Howard Jarvis Taxpayers Association responds to report calling Prop. 13 “racist”

A new report from the Opportunity Institute and Pivot Learning titled “Unjust Legacy” wrongly asserts that California’s popular and longstanding taxpayer protection, Proposition 13, has contributed to inequities in schools and communities.

Contrary to the authors’ contention that Proposition 13 is “racist,” it has been recognized by the nation’s highest court that it protects low-income neighborhoods. In Nordlinger v. Hahn, the United States Supreme Court expressly stated that California can “legitimately . . . decide to structure its tax system to discourage rapid turnover in ownership of homes and businesses, for example, in order to inhibit displacement of lower income families by the forces of gentrification.” Proposition 13 is, in fact, anti-racist by being one of the most powerful forces preserving minority neighborhoods.

The so-called “Unjust Legacy” report concludes that scholars and others “should collectively determine what it will take to overcome political and taxpayer resistance to changing Proposition 13.” This is a thoughtless assault on California property owners, who do not pay property tax bills “collectively.” They pay property taxes for the property they own, based on the price they paid, with an annual inflation adjustment that cannot exceed 2%. Without Proposition 13, many low- and middle-income California homeowners would be taxed out of their property, forced to sell because they cannot afford to pay an annual tax bill based on the skyrocketing, inflation-driven value of real estate. That meets no one’s definition of equity or justice.

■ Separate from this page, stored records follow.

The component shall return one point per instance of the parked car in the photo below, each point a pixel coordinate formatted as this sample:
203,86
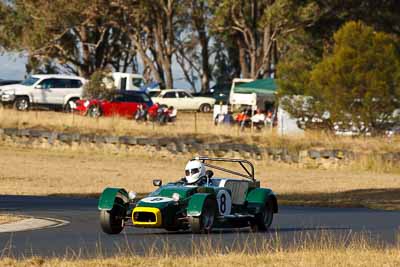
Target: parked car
198,202
123,103
183,100
52,91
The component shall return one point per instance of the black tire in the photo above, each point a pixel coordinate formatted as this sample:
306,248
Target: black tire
22,103
94,111
205,108
110,222
67,107
204,222
264,219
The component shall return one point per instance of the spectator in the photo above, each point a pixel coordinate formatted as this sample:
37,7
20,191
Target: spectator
258,119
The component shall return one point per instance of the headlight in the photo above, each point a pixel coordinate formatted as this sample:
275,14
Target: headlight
175,197
132,195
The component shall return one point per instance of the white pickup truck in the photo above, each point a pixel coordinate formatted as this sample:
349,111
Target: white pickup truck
127,81
183,100
54,91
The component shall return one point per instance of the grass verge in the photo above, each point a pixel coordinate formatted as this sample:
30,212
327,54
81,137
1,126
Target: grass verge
80,173
382,199
198,125
326,251
9,218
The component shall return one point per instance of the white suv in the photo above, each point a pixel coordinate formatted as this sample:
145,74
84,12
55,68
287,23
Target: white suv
183,100
54,91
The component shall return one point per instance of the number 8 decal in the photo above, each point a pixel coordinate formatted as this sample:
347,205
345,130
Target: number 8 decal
224,202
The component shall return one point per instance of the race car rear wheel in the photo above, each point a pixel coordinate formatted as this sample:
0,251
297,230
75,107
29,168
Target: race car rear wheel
111,222
264,219
204,222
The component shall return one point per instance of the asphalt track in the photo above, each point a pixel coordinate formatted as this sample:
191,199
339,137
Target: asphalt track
83,237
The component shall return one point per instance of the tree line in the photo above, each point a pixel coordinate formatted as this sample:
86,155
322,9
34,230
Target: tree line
210,40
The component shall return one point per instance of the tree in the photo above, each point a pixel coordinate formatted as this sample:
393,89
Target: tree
80,36
152,26
359,82
257,27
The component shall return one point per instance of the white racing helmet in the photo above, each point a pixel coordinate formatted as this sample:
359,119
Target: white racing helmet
194,170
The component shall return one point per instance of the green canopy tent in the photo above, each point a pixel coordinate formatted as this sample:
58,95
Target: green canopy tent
265,89
262,86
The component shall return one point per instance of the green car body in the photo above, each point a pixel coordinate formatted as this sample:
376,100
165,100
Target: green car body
219,203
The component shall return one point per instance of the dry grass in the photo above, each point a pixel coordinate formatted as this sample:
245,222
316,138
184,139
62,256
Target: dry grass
9,218
88,171
323,252
308,258
186,124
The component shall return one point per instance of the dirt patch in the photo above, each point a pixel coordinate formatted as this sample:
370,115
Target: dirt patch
87,173
9,218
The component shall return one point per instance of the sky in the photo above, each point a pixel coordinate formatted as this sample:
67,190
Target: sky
12,67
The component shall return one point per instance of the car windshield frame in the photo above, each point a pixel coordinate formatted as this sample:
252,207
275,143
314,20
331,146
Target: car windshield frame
30,81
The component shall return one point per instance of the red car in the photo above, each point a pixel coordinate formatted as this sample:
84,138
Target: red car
123,103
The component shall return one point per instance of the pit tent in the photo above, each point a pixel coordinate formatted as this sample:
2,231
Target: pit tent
265,90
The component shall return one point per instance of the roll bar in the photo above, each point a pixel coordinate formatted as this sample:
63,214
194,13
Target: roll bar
242,162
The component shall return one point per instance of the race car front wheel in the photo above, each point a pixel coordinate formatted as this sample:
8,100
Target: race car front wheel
263,220
111,222
204,222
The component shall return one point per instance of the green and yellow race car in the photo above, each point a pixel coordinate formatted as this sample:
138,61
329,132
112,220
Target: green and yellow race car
197,202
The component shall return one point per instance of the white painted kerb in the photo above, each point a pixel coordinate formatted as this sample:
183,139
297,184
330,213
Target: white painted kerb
31,224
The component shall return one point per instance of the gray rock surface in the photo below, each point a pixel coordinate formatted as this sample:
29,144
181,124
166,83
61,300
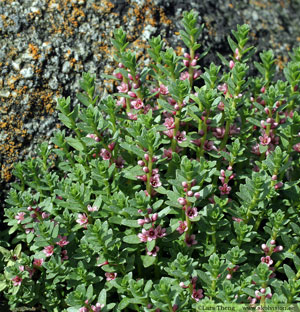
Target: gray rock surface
46,45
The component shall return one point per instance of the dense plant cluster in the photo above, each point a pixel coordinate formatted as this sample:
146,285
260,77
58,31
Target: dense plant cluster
179,190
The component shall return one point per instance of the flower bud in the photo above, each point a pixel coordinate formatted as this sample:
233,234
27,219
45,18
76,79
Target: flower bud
194,62
186,63
184,184
190,193
197,195
181,201
154,217
141,163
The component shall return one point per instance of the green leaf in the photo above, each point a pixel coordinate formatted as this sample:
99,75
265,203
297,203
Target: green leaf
131,239
148,260
102,297
75,143
151,245
289,272
130,223
133,149
124,303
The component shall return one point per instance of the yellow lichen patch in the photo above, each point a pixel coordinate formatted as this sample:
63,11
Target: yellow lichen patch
33,50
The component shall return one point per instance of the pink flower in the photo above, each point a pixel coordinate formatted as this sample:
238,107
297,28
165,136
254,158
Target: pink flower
153,252
20,217
267,260
122,102
237,219
209,146
191,212
92,209
155,181
64,255
265,139
97,307
190,240
180,136
223,88
219,132
197,294
48,250
184,75
63,241
17,280
123,88
151,234
143,236
137,104
82,220
255,149
105,154
169,133
225,189
296,147
163,90
110,276
160,232
38,262
182,227
169,123
132,116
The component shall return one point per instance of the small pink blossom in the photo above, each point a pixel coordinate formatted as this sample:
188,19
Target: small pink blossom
225,189
110,276
169,123
105,154
190,240
160,232
223,88
191,212
123,88
265,139
267,260
64,255
197,294
132,116
63,241
182,227
296,147
163,90
97,307
20,217
180,136
153,252
209,146
38,262
48,250
137,104
17,280
143,236
155,181
184,75
82,220
219,132
151,234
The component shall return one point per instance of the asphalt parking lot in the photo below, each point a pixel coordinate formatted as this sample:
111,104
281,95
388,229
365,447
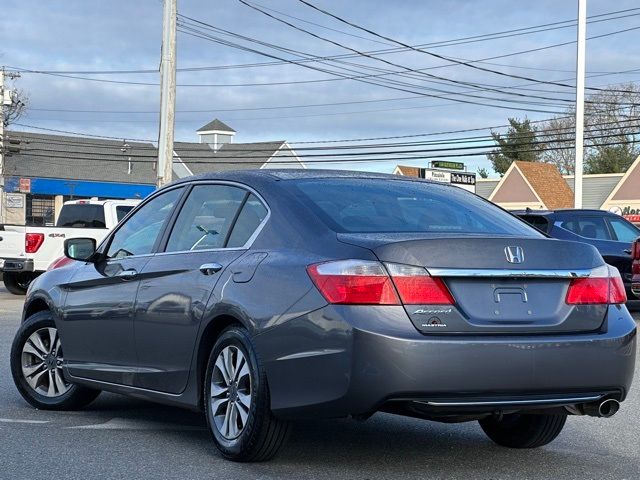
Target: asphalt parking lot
118,437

For example, a recently listed single-family home in the community of South Inglewood—1,235 square feet, 3 bedrooms, built in 1953—last sold in 2006 for $525,000. The current property tax bill under Proposition 13 is based on 1% of $525,000, and the assessed value has risen no more than 2% per year. Without Prop. 13, the homeowner would be required to pay property taxes based on the market value as a condition of continuing to own that property. The current market value, per Redfin, is $855,964.

How much would the current homeowner be paying without Proposition 13? Prior to Prop. 13’s adoption in June 1978, the statewide average tax rate on property was 2.67%. On an assessed value of $855,964, the annual tax bill for that home without Prop. 13 could today be $22,900.

Another fallacy in the report is the assertion that Proposition 13 “reduced revenues for schools.” The National Center for Education Statistics annually reports the current expenditure per pupil in fall enrollment in public elementary and secondary schools by state. In inflation-adjusted constant 2020-21 dollars, per-pupil spending in California rose from $5,805 in 1969-70 to $7,547 in 1979-80, to $9,331 in 1989-90, to $14,173 in 2018-19, the most recent year for which statistics are available. 

All property owners benefit from Proposition 13, which is why, year after year, roughly two-thirds of Californians continue to support it. Out-of-touch researchers are wasting their time and yours by issuing yet another report on how much more money the government could collect if only it was allowed to take it all.